Can Animals Be Too Smart for Their Own Good?
Sometimes, clever creatures can really get under our skin. Meet the amazingly adaptable creatures that people dub a “nuisance."
They say nobody likes a know-it-all, and that seems to be true for some very intelligent, and sometimes very annoying, animals.
Take raccoons, for example. Being smart enough to adapt to our human-centric world is pretty incredible, but for them it can be a liability. Their intrusions on our gardens and garbage get them a bad rep at best—at worst, it gets them killed by humans who see them as pests.
A recent study published in the journal Animal Behavior suggests that the wildlife best suited to living among us—the most flexible, adaptable, and clever—are exactly the ones that end up in conflict with humans.
And that made us wonder: What are “nuisance” animals, and how can studying their intelligence help us learn to live peacably with them? (Related: Raccoons Pass Famous Intelligence Test—By Upending It).
Too Smart for Their Own Good?
Coyotes can recognize and remember which trucks among similar-looking vehicles in a research facility are for feeding versus vet visits. Bears are so good at opening coolers they’ve doing product testing at the Grizzly and Wolf Discovery Center. And check out this gymnastic genius raccoon who unscrews a bird feeder with his feet.

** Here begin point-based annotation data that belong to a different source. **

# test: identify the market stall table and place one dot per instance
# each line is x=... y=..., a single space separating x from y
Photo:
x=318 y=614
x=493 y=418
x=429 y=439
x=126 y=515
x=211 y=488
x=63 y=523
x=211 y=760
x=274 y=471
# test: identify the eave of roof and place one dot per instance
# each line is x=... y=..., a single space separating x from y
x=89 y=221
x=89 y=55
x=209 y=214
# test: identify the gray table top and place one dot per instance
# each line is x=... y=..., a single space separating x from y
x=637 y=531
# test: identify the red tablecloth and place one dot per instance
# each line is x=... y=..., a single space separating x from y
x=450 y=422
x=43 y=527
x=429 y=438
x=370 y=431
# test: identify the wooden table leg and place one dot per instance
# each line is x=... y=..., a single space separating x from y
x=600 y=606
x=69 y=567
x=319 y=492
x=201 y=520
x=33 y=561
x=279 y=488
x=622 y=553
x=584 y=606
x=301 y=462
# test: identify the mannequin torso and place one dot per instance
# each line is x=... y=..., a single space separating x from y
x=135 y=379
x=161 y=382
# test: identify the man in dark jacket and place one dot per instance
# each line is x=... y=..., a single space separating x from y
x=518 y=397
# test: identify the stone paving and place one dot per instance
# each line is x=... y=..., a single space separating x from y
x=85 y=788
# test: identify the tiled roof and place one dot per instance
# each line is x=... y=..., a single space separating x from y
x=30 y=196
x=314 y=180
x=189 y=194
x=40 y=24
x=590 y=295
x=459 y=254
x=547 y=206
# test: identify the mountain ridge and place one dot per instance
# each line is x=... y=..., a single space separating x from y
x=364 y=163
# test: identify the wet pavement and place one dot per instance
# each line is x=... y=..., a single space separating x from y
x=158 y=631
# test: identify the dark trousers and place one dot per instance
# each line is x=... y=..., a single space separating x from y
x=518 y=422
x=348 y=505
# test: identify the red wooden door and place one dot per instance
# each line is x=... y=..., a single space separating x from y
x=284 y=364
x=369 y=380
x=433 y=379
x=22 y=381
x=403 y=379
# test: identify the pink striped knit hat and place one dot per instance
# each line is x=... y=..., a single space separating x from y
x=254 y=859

Theft, damage, and scaring the bejesus out of us can make some animals be seen as “troublemakers” or a “nuisance” when they “are simply adapting to the new environments we have created,” says Lauren Stanton, a doctoral student at the University of Wyoming’s Animal Cognition Lab and co-author of the recent study.
Typically the “nuisance” part is all in our perception, says Alistair Bath of Memorial University of Newfoundland, who specializes in mitigating human-wildlife conflict.
In North America, for example, a bear knocking down your front door and killing all your chickens would be seen as “a problem or nuisance bear that must be killed,” Bath says. While working in the Abruzzo, Molise and Lazio National Park in Italy, though, he met a woman to whom that exact thing had happened. She didn’t blame the bear or want it killed—her problem was with the park officials “who she believed weren’t providing enough food for the bear; of course in nature bears find their own food,” he says.
As for raccoons, Bath says, they’re just behaving like wild animals, looking for food = it just happens to be in our trash cans.It’s only our reaction to that—non-plussed or livid—that makes that situation a problem. And only human action, like securing food waste more effectively, can change the situation.
Arms—and paws—race
Understanding how animals think can also help humans cope with them humanely while avoiding being outsmarted, Stanton says.
The coyotes’ ability to recognize people and trucks, for example, caused Stanton to tweak her own behavior by being very careful to take the right vehicle, “otherwise I risked spooking off my study participants.”
Likewise, Shane McKenzie of the Max McGraw Wildlife Foundation has learned something from how raccoons perceive and outsmart a live trap. McKenzie has live-trapped raccoons in the Chicago area and says the urban trash pandas are far more cautious of box traps used to catch them for study than their country cousins are.
“Rather than simply entering the trap to obtain the food reward like their suburban cousins,” the raccoons, right from the beginning, would instead reach out and use “their incredible dexterity to pick up the food item, removing it and not triggering the trap.”
To outwit these clever critters, the researchers took the simple action of wiring all food rewards in urban box traps to the back of the trap.
You’ve won this round, human. Can’t wait to see how Rocky outsmarts that.